Considering I am currently not a Zen Buddhism practitioner, I decided to come up with a couple questions as a way to approach the description of the exercise.

  • How to design contemplative practices more compatible with our current ergonomics?

  • In which ways the use of smartphones and personal computers has made access to completive practices more democratic?

  • How much of the architecture of our computer mediated experiences invite the user to contemplation?

  • Is it possible to design generic contemplative experiences?

  • Does computer mediated experiences have to be generic?

  • In which ways the outer shape of contemplative practices is linked to the effective act of contemplating reality?

  • As we recite a koan and have a 2021 text to image algorithm transform the recognized portion of the speech into a synthetic image in real-time how does that amplify or attenuate our contemplative practice?

Week 6

Exploring Emotions and Breathing in Stop Motion

Melting Clay Blob + Paper Eyes + Yellow Sand

Mohamed and I started by with the idea of portraying different emotions that related to our childhood and school life using the materials that related to these emotions - anxiety > test paper and pencils.

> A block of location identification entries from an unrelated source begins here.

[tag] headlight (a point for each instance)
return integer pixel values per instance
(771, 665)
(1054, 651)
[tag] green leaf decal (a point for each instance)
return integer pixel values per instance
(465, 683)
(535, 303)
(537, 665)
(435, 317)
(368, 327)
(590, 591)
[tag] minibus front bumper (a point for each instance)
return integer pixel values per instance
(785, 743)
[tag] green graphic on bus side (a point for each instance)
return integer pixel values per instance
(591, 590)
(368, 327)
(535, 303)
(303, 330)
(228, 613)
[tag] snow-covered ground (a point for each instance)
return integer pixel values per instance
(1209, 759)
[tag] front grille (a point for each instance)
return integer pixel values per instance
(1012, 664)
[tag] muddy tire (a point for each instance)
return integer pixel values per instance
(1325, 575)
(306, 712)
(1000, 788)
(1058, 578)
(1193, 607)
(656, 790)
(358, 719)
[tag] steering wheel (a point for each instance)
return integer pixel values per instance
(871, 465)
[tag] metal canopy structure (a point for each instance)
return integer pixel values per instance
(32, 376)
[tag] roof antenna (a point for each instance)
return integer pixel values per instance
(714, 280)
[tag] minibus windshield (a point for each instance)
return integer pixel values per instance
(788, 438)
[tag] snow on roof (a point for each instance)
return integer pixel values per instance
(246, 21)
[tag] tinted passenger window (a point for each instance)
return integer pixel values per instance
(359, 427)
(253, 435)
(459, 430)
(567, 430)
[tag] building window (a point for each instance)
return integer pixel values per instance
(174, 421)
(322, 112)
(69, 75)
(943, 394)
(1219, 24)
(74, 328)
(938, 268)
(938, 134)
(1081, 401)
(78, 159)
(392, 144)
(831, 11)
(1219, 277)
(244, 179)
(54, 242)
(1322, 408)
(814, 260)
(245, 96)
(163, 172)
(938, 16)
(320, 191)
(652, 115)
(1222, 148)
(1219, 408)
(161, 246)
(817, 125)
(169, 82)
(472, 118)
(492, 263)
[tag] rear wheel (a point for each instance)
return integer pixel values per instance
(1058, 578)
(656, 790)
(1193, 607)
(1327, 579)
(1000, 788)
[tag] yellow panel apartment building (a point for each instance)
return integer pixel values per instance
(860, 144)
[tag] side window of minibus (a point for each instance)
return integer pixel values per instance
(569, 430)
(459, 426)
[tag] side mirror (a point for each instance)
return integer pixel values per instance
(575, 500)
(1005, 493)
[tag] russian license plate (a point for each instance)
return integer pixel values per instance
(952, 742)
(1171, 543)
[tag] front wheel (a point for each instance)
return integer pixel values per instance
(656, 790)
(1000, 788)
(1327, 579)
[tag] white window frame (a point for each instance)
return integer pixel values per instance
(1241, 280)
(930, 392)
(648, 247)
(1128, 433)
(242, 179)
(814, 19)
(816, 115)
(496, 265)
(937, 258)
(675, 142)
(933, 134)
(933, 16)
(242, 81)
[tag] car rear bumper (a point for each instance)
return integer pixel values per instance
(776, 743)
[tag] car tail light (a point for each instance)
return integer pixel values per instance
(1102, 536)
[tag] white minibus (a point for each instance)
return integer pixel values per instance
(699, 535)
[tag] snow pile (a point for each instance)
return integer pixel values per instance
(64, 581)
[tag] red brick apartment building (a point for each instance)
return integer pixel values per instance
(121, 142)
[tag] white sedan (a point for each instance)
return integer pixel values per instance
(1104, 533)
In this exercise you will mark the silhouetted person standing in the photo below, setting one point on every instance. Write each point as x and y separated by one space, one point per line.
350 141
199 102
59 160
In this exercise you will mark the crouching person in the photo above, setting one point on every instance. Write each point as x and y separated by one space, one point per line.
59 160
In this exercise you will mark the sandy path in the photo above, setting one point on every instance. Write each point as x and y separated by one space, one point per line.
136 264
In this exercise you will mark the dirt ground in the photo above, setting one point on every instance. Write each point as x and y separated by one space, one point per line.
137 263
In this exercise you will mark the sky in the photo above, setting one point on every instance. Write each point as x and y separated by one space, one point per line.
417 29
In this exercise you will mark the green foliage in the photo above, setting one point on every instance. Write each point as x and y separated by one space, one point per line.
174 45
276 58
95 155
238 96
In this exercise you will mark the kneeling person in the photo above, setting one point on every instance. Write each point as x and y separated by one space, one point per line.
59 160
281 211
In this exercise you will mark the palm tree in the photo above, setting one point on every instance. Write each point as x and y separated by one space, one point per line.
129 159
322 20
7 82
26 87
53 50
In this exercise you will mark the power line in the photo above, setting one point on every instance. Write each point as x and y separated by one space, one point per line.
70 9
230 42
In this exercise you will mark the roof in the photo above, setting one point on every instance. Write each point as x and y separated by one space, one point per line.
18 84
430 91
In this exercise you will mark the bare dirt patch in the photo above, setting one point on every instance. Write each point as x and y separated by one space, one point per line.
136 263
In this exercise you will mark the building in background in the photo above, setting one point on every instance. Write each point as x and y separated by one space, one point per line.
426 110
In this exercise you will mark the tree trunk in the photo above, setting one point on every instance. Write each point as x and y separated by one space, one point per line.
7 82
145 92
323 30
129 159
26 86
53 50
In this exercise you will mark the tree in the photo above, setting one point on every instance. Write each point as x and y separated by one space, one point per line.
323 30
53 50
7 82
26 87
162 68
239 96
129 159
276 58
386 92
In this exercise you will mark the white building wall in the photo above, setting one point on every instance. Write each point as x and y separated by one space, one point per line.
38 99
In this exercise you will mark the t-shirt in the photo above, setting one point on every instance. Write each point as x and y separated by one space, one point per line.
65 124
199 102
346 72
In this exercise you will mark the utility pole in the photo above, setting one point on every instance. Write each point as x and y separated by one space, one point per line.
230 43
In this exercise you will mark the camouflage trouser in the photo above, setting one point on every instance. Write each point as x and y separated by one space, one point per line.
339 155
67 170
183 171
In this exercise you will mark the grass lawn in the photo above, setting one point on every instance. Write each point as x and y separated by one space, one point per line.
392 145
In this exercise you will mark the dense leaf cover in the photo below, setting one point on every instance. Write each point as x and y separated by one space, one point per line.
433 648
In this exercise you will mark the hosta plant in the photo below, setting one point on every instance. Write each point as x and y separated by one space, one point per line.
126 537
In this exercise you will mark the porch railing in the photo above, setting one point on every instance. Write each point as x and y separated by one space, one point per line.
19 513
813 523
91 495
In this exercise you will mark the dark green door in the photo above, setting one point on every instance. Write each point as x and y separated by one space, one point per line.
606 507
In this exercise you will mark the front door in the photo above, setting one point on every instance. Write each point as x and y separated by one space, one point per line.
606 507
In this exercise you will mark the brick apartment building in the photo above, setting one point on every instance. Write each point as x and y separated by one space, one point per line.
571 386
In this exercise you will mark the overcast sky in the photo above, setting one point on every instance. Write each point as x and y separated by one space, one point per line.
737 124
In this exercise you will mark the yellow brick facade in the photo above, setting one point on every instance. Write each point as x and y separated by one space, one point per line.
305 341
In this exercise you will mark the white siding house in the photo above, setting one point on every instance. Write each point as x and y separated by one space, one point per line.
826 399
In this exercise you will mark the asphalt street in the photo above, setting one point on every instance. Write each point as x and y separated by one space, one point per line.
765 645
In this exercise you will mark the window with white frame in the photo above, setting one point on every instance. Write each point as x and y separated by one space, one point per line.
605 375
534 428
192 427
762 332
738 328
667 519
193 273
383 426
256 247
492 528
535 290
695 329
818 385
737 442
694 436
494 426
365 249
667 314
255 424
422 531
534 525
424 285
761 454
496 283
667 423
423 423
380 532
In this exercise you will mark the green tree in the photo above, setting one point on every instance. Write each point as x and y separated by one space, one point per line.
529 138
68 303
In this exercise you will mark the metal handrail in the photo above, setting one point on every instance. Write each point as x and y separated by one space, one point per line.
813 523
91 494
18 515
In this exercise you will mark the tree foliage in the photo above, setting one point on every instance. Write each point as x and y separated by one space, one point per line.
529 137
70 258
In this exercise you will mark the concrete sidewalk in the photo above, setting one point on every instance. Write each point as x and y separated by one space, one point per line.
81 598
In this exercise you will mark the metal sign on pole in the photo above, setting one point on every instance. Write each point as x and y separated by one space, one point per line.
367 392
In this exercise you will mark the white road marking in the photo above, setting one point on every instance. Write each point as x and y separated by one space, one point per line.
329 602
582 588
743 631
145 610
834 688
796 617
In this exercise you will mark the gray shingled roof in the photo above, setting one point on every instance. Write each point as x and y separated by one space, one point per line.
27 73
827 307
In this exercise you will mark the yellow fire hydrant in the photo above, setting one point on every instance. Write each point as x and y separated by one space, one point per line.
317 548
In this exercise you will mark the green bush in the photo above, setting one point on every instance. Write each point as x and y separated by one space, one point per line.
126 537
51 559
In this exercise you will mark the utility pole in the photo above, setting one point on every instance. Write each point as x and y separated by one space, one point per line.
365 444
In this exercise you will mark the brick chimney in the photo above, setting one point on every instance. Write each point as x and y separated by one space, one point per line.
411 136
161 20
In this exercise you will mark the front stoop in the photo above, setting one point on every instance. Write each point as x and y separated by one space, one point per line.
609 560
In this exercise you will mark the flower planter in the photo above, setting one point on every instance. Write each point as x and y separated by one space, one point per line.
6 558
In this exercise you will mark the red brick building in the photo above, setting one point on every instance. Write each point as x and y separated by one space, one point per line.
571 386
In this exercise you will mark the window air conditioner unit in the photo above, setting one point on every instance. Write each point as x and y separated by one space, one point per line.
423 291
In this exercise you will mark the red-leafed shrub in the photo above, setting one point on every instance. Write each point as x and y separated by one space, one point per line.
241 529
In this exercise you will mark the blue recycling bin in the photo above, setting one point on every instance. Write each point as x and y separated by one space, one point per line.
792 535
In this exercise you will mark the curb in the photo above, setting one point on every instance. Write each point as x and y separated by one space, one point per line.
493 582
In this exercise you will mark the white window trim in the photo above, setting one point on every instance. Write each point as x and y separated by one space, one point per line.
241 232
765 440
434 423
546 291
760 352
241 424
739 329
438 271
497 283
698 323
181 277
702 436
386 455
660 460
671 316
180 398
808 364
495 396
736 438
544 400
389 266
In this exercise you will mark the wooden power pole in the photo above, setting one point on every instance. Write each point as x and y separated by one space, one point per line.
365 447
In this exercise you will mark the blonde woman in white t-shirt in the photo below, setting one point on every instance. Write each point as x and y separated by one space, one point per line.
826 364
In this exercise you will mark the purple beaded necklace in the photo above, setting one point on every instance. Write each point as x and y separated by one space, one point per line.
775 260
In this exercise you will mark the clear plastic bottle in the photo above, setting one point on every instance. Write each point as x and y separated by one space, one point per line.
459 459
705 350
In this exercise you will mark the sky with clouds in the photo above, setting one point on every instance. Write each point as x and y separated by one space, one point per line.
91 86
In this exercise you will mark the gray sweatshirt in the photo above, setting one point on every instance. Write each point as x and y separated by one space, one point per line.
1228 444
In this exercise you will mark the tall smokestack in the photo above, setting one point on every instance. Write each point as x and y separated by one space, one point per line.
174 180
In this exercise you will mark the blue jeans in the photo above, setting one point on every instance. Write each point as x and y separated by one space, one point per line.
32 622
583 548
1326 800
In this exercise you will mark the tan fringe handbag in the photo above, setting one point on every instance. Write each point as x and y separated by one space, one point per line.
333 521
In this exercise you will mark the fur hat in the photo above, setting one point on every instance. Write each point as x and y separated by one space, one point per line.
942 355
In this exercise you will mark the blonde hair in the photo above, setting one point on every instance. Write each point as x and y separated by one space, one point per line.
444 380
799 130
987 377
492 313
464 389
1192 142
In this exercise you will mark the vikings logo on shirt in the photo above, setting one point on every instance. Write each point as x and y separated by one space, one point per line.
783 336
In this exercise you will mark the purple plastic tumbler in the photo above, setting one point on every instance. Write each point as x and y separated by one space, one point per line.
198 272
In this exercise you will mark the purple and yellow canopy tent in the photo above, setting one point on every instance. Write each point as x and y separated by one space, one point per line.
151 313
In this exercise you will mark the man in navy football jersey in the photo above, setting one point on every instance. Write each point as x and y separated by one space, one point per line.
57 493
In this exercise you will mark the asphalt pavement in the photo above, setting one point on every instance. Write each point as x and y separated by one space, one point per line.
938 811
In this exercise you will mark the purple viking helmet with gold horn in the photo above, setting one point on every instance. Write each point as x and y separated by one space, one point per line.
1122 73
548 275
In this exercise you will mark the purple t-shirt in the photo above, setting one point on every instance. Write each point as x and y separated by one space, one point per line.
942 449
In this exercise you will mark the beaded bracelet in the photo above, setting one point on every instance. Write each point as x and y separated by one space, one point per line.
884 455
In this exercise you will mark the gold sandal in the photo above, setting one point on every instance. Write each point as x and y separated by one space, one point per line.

We found clay at the Floor and cut the eyes from a Founding Nemo book. We then recorded the Gif in a green screen desk + background and added the moving sand loop in the background;

Guided Breathing Gif - Colorful Paper + Cardboard

Thinking about the ways gifs are shared to express emotion or share a certain attitude, we decided to create something that could be used by users who want to share care with one another.

After iterating, we arrived at the animation of a tree that gains and loses its leaves as a way to graphically guide the users breath.

Week 7

Story Board - AR Altar - Desire Spirit

This was one of three AR altar characters my team designed.